[C2_W4_Lab_1_WeatherData] Question about train/ val split for time series data

Hi team,

Thank you for the wonderful course. I have a question regarding the train/ eval split on the time series dataset.

In the lab, we use ExampleGen to do train/ eval split. Doesn’t this break the continuity of the timestep?

Say problem is to use HISTORY_SIZE = 2 (x_t-1, x_t) to FUTURE_TARGET=1 (y_t+1).

And we have the time series data with 6 data points [(x0, y0), (x1, y1), …, (x8, y8)] where x_i is the feature vector at the time index i and y_i is the label at the time step i.

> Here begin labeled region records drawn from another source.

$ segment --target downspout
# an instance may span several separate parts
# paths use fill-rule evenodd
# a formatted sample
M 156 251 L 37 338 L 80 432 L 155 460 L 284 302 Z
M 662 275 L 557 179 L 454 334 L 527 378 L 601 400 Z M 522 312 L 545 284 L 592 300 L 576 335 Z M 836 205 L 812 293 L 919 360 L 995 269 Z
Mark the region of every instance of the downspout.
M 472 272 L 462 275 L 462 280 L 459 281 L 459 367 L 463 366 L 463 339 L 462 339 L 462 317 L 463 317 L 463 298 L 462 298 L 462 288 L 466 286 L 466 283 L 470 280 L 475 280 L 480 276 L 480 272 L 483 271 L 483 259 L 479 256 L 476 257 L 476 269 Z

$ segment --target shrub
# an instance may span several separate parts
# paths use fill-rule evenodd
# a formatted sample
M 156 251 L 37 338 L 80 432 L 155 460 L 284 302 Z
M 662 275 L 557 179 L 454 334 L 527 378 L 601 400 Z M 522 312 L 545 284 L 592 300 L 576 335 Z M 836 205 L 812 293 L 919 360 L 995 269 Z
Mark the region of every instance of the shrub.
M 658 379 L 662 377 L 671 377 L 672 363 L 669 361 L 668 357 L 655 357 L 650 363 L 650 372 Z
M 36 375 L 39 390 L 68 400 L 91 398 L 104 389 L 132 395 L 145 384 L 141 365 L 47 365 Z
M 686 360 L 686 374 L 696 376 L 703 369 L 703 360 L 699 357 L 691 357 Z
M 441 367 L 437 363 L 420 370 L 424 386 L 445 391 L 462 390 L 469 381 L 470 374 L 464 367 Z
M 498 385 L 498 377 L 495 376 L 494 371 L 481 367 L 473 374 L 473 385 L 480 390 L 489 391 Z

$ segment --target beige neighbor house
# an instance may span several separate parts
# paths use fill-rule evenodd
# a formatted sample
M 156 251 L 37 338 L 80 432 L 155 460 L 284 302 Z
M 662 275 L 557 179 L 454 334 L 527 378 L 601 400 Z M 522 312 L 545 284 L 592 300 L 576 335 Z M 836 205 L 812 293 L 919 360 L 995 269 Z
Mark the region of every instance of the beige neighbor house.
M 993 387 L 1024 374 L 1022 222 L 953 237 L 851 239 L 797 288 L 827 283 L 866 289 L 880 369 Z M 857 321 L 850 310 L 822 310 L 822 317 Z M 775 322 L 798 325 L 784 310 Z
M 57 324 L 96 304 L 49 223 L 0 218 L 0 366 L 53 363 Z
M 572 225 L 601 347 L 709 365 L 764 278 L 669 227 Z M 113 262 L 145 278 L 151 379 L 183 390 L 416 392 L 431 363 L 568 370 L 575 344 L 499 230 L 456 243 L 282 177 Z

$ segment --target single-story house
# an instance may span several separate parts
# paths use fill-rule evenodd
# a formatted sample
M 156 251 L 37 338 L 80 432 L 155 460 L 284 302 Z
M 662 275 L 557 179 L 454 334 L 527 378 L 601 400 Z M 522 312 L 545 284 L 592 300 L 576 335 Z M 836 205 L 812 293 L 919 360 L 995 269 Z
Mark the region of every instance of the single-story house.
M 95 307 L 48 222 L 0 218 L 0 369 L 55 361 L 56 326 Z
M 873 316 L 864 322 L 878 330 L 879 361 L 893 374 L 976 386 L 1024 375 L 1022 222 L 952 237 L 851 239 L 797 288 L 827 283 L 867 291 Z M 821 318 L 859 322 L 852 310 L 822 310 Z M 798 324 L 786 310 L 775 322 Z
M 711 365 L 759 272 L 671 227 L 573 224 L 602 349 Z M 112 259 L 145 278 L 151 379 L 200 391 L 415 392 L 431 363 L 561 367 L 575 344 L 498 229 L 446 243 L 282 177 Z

Then we get something like

train: [(x0, y0), (x1, y1), (x2, y2), (x5, y5), (x7, y7), (x8, y8)]

val: [(x3, y3), (x4, y4), (x6, y6)]

Then in the training batch, we can have something like this

training datapoints (features list, target list) : ([x1, x2], y5)

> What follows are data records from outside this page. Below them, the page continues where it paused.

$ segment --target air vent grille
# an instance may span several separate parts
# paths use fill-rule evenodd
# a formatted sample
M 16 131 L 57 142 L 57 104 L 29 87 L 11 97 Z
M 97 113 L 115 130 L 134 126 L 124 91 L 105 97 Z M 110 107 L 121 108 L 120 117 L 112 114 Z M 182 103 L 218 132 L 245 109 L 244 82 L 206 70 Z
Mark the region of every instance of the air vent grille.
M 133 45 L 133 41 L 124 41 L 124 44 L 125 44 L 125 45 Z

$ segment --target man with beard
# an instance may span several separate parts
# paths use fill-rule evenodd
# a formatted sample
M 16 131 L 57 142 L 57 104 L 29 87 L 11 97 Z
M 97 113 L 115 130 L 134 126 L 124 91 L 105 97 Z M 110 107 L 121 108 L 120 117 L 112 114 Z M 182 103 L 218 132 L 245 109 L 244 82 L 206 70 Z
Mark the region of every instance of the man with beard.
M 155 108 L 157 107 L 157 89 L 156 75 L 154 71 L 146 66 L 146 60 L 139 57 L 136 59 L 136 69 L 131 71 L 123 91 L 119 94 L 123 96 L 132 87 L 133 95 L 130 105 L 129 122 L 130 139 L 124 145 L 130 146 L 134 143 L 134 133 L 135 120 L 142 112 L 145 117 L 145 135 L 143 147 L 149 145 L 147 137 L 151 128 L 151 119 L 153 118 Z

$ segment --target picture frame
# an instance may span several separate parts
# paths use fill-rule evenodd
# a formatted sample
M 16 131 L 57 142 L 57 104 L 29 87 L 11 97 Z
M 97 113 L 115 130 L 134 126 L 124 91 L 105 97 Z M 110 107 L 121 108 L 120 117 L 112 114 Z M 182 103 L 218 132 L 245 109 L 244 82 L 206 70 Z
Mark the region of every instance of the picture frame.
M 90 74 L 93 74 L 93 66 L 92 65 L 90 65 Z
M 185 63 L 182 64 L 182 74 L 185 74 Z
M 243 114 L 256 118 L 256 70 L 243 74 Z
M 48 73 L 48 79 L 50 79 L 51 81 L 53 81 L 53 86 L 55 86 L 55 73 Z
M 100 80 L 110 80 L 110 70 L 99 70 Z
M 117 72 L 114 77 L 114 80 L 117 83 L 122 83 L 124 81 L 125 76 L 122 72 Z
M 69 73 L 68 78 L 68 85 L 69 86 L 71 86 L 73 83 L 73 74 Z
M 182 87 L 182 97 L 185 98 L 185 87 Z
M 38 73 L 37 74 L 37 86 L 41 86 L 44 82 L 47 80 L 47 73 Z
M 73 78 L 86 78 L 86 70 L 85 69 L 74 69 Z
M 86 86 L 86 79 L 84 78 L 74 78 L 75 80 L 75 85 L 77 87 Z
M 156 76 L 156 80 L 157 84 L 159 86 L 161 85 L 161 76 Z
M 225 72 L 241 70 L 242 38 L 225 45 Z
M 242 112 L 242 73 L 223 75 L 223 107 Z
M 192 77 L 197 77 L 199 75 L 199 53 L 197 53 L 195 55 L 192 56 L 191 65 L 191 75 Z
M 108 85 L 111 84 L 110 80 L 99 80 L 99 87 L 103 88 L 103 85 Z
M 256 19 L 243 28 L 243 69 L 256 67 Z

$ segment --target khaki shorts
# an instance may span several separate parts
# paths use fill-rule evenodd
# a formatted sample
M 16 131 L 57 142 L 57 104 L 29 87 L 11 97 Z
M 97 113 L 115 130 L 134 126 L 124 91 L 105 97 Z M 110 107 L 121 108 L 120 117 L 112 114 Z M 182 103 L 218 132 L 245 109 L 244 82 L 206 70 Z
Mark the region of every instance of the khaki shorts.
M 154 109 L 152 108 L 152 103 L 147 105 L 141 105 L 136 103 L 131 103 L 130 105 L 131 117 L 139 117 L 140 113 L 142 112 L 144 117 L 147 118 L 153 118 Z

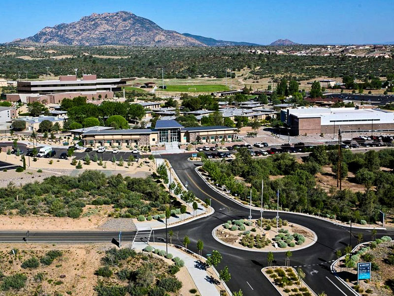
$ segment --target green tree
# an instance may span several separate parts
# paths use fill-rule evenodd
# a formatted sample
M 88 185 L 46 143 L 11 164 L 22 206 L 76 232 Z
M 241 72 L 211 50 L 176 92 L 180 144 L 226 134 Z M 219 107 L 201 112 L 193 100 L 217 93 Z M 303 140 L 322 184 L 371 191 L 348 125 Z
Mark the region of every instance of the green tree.
M 185 248 L 186 249 L 186 252 L 188 251 L 188 245 L 190 243 L 190 239 L 189 236 L 185 235 L 183 238 L 183 245 L 185 246 Z
M 107 126 L 111 126 L 115 129 L 129 128 L 129 123 L 126 118 L 120 115 L 113 115 L 109 116 L 105 122 Z
M 229 272 L 229 267 L 225 266 L 219 273 L 219 278 L 223 281 L 225 283 L 227 283 L 231 279 L 231 274 Z
M 52 128 L 52 123 L 49 120 L 42 120 L 38 127 L 41 132 L 50 132 Z
M 206 264 L 210 266 L 216 267 L 222 261 L 222 255 L 218 251 L 214 250 L 210 256 L 206 259 Z
M 85 118 L 83 121 L 83 126 L 85 127 L 90 127 L 100 125 L 100 121 L 96 117 L 90 117 Z
M 199 239 L 198 241 L 197 241 L 197 250 L 198 250 L 199 255 L 202 255 L 203 249 L 204 249 L 204 243 L 202 240 Z
M 274 260 L 274 254 L 272 252 L 269 252 L 267 254 L 267 261 L 268 261 L 268 266 L 271 266 L 272 265 L 272 262 Z
M 320 83 L 319 81 L 315 81 L 312 84 L 309 95 L 311 98 L 319 98 L 323 96 L 323 93 L 322 93 L 322 90 L 320 87 Z
M 20 132 L 26 129 L 26 122 L 23 120 L 15 120 L 12 122 L 11 127 L 14 131 Z

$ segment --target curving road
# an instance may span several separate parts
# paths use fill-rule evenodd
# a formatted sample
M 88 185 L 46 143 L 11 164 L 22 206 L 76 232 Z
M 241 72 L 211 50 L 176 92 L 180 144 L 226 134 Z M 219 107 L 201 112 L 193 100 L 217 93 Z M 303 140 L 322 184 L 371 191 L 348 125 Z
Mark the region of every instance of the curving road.
M 212 236 L 212 229 L 218 225 L 229 220 L 248 219 L 249 210 L 220 194 L 209 187 L 195 171 L 200 164 L 187 161 L 190 155 L 165 155 L 170 162 L 181 181 L 188 184 L 188 189 L 193 191 L 199 198 L 212 199 L 212 206 L 215 209 L 213 215 L 206 218 L 173 227 L 173 243 L 182 244 L 185 235 L 189 236 L 192 243 L 188 247 L 197 252 L 196 243 L 198 239 L 204 242 L 203 255 L 206 256 L 212 250 L 218 250 L 223 259 L 218 269 L 228 265 L 232 277 L 228 283 L 230 289 L 238 291 L 241 289 L 244 295 L 278 295 L 272 285 L 261 273 L 263 267 L 267 266 L 266 253 L 248 252 L 234 249 L 219 243 Z M 263 217 L 272 219 L 276 213 L 265 212 Z M 335 252 L 343 250 L 349 243 L 349 228 L 336 225 L 332 223 L 312 217 L 292 213 L 279 213 L 281 218 L 290 222 L 303 225 L 315 231 L 318 236 L 317 242 L 306 249 L 293 252 L 291 258 L 291 266 L 301 266 L 306 276 L 305 282 L 315 292 L 325 292 L 329 296 L 353 295 L 329 272 L 329 266 L 336 259 Z M 260 211 L 252 211 L 253 219 L 260 217 Z M 165 231 L 155 231 L 157 237 L 165 237 Z M 356 244 L 357 234 L 361 232 L 366 240 L 370 240 L 371 231 L 353 230 L 352 244 Z M 378 237 L 387 234 L 389 231 L 379 230 Z M 274 265 L 284 265 L 284 253 L 274 253 Z M 340 291 L 340 290 L 341 291 Z
M 180 181 L 187 182 L 188 189 L 199 198 L 204 200 L 212 199 L 212 206 L 215 213 L 207 217 L 174 226 L 172 241 L 182 245 L 185 235 L 189 236 L 191 243 L 188 248 L 197 252 L 196 243 L 201 239 L 204 245 L 203 255 L 206 256 L 212 250 L 218 250 L 223 256 L 223 260 L 218 267 L 221 269 L 229 266 L 231 279 L 228 285 L 232 291 L 241 289 L 244 295 L 257 296 L 279 295 L 268 280 L 263 275 L 261 269 L 267 266 L 266 253 L 249 252 L 234 249 L 217 242 L 212 236 L 212 230 L 228 220 L 247 219 L 249 210 L 220 194 L 209 186 L 196 172 L 195 168 L 200 164 L 187 161 L 189 153 L 167 154 L 165 158 L 170 162 Z M 272 219 L 276 213 L 265 212 L 263 217 Z M 280 218 L 291 222 L 304 225 L 317 235 L 318 239 L 313 246 L 299 251 L 293 252 L 290 265 L 301 266 L 306 276 L 307 284 L 317 293 L 325 292 L 329 296 L 353 295 L 329 272 L 329 266 L 336 259 L 336 250 L 344 249 L 349 244 L 349 228 L 332 223 L 290 213 L 280 213 Z M 260 217 L 260 211 L 252 211 L 253 219 Z M 377 237 L 389 234 L 391 231 L 378 230 Z M 359 232 L 363 233 L 368 241 L 371 237 L 369 230 L 354 230 L 352 244 L 356 243 L 356 236 Z M 122 241 L 130 242 L 135 231 L 123 232 Z M 31 231 L 29 242 L 50 243 L 98 243 L 112 241 L 117 243 L 118 232 L 114 231 Z M 155 231 L 156 240 L 165 237 L 165 230 Z M 27 239 L 26 231 L 0 232 L 0 242 L 21 242 Z M 274 265 L 284 265 L 284 253 L 274 253 Z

Does this make sense? Or did I misunderstood something?

I am confused if this is the way to split the train/ eval data especially when we are trying to prepare the data to train LSTM network as stated in the notebook?

Shouldn’t we do it like this?

train: [(x0, y0), (x1, y1), (x2, y2), (x3, y3), (x4, y4), (x5, y5)]

val: [(x6, y6), (x7, y7), (x8, y8)]

But again for this case, we might introduce the distribution shift to the train/ val because the features/ target itself might have trends which vary over time.

Best Regards,

surfii3z

Hi! Welcome to Discourse! Thank you for pointing this out! I think you’re right and the shuffling of the dataset might have affected the periodicity. We’ll investigate this and update the notebook if needed. Thanks again!

Hi @chris.favila T

Thank you for your kind response

I am looking forward for the clarification.

Best

Surfii3z